Dois mapas lado a lado: o que você precisa receber e como você demonstra afeto. Na maioria das pessoas eles não coincidem, e é justamente aí que nascem os mal-entendidos.
A maior diferença está na linguagem Ajuda concreta: você a demonstra mais do que precisa recebê-la. Vale conferir se ela é também a linguagem do seu parceiro ou apenas um hábito.
Como cada linguagem aparece na prática e o que fazer com isso. Em ordem de o quanto você precisa dela.
Para você, as palavras não são só som. Um elogio ou um sincero “eu te admiro” ficam na sua cabeça por dias e sustentam você. Mas uma crítica ou um silêncio longo machucam com a mesma força.
Um elogio do seu parceiro levanta o seu dia inteiro. Você dá valor a mensagens que não pedem nada, só lembram que alguém está pensando em você. As brigas doem principalmente pelo que é dito nelas.
Você precisa sentir a proximidade literalmente. Um carinho de passagem, as mãos dadas, um abraço na chegada: os pequenos gestos criam para você a certeza de que o relacionamento vai bem.
Um dia sem um único gesto de carinho não combina com você, mesmo quando nada de ruim acontece. Depois de uma briga, o que mais reconcilia é um abraço, não os argumentos. A distância física você lê como distância emocional.
Você sente mais proximidade quando o seu parceiro tem tempo só para você: sem celular, sem pressa, sem metade da atenção em outro lugar. Você não precisa de programação, precisa de presença.
Uma noite comum a dois vale mais para você do que um presente caro. O celular na mesa durante a conversa você lê como uma porta fechada. Um momento juntos adiado dói mais do que o seu parceiro imagina.
“Pode deixar, eu resolvo” é uma declaração para você. Quando o seu parceiro vê o que está pesando e resolve sem discurso, você sente mais afeto do que depois de qualquer elogio.
Um jantar pronto depois de um dia puxado ou uma tarefa resolvida valem mais para você do que palavras. Uma promessa de ajuda não cumprida dói em dobro. Você também costuma demonstrar afeto assim, em silêncio e na prática.
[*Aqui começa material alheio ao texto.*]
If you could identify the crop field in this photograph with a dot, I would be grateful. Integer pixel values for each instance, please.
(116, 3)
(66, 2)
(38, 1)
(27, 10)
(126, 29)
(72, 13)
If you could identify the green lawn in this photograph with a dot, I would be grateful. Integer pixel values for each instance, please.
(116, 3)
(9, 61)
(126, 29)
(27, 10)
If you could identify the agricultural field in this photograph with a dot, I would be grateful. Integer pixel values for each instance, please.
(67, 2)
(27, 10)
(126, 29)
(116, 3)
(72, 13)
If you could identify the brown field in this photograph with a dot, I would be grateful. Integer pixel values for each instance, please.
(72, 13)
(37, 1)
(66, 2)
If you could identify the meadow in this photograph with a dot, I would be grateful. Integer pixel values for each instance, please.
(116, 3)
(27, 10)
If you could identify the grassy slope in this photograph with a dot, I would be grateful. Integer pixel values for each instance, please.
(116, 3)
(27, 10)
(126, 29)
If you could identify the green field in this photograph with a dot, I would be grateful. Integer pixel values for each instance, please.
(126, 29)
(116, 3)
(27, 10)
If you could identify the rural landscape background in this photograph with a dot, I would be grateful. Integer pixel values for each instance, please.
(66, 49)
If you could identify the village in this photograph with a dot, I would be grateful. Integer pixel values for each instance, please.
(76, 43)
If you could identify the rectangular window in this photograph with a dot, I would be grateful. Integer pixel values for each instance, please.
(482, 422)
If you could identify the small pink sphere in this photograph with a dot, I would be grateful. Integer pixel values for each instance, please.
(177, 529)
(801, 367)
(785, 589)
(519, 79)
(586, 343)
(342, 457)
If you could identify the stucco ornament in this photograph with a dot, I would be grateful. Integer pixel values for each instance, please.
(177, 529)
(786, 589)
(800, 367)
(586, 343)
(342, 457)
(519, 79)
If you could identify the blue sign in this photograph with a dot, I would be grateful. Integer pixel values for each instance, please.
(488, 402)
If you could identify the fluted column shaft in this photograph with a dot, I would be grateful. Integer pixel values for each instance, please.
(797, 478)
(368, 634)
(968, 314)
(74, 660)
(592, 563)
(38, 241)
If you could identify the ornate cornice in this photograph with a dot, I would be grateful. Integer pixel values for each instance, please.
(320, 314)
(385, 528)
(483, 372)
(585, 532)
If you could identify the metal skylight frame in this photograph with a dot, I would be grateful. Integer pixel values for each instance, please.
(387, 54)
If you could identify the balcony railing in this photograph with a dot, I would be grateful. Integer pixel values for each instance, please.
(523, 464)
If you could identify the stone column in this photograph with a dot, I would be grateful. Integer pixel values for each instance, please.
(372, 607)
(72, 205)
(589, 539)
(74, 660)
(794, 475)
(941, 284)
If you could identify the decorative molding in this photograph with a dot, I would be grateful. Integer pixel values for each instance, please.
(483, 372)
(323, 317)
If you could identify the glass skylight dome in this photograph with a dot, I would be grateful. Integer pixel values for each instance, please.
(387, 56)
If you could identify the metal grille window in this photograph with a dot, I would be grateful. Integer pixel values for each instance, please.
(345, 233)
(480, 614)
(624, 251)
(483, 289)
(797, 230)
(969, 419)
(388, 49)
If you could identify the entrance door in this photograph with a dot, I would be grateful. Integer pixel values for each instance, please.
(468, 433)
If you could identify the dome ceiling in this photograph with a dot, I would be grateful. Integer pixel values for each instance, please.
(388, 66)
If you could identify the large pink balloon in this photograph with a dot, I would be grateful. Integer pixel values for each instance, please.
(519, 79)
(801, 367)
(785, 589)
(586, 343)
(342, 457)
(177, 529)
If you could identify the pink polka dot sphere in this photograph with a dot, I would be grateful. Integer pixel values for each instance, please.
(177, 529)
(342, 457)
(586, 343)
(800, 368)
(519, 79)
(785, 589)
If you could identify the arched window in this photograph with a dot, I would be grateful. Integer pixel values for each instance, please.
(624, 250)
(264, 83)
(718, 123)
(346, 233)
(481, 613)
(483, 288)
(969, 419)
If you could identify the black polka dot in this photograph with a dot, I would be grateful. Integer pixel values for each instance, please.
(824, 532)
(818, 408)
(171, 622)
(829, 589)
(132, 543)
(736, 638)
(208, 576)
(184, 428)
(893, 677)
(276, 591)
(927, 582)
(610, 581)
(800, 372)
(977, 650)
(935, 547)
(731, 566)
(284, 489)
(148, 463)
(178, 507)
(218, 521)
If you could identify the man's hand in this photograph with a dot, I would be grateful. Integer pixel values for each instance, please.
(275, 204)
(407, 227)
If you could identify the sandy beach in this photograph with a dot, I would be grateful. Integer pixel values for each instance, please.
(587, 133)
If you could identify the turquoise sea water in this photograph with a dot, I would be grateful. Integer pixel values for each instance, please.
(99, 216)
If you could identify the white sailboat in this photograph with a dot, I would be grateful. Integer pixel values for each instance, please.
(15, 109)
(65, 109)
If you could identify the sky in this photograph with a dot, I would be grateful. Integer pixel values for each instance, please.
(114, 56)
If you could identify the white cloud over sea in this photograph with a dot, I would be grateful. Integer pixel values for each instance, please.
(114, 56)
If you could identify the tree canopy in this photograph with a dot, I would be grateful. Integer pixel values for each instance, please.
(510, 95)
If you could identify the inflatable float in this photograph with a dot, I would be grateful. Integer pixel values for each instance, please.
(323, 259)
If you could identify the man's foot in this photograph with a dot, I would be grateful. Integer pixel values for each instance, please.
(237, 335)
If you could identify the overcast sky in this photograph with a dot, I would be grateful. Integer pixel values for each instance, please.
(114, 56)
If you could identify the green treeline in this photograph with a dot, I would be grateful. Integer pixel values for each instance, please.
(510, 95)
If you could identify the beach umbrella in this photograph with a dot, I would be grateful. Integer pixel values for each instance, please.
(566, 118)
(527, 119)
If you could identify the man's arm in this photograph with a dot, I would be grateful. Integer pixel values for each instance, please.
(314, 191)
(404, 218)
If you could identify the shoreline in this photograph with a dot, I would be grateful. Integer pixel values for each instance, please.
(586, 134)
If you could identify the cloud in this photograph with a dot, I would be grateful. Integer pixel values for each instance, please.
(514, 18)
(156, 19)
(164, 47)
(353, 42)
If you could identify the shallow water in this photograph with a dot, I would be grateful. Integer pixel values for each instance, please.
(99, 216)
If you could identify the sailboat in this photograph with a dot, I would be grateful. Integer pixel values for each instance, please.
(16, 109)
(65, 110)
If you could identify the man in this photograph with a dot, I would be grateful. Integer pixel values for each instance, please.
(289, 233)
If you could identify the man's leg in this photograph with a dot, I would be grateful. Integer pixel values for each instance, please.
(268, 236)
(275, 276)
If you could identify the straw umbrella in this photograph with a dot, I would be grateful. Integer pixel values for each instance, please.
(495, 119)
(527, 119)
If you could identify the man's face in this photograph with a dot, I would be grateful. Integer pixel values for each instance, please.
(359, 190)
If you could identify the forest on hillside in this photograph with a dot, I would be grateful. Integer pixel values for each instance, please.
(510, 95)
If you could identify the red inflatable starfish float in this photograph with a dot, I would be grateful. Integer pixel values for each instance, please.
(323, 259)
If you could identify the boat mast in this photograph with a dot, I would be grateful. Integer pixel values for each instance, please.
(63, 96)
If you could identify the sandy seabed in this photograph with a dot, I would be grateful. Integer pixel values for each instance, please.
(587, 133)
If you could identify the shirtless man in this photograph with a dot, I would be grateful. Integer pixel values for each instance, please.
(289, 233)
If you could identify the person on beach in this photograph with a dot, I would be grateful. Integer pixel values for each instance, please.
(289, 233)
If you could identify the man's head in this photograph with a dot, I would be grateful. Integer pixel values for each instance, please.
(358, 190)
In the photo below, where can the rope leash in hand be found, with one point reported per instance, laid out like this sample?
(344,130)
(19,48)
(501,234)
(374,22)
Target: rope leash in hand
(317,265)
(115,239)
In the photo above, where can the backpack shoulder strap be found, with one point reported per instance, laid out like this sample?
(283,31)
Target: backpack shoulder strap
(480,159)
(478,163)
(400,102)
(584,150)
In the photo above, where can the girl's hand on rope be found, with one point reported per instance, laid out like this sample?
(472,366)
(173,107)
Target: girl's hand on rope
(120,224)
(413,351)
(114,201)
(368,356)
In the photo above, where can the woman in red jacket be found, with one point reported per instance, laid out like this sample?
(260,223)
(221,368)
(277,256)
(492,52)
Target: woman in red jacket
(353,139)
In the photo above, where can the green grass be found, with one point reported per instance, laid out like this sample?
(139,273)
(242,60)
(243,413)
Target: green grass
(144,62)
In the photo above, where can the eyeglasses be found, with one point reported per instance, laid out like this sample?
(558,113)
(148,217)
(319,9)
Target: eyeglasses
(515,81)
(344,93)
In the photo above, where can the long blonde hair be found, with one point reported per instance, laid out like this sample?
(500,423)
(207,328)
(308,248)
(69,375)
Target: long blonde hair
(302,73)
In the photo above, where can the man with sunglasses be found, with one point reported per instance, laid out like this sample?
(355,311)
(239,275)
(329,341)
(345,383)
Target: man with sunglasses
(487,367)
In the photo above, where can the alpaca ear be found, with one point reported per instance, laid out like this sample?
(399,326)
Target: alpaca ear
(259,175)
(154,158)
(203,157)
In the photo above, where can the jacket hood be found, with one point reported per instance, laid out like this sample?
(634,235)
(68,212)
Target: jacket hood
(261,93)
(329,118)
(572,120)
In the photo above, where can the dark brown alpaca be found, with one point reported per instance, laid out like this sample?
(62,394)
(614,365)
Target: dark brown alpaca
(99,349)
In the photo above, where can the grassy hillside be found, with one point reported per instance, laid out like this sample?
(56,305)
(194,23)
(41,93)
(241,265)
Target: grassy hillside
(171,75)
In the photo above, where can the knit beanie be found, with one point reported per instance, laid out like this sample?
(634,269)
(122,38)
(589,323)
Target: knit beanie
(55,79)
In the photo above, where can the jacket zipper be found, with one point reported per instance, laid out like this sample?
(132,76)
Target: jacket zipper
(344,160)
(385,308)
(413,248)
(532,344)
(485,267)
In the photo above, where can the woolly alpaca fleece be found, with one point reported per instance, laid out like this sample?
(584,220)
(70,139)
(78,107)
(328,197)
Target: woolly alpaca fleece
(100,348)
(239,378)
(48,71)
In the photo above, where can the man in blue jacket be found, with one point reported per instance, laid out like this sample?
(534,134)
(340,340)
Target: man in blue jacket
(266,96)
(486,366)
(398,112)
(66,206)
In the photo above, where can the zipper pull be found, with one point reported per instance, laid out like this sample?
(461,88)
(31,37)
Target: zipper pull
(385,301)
Não é uma questão de preço. Uma lembrancinha trazida de viagem diz “pensei em você mesmo sem você estar aqui” e é exatamente isso que você precisa ouvir. Para você, os presentes carregam significado, não valor.
Você guarda as coisinhas que o seu parceiro deu e lembra quando e por quê. Uma data especial esquecida dói mais do que as pessoas ao redor estão dispostas a entender. Você também costuma pensar nos presentes com muita antecedência.
Este teste serve para um autoconhecimento aproximado e não substitui um diagnóstico psicológico profissional.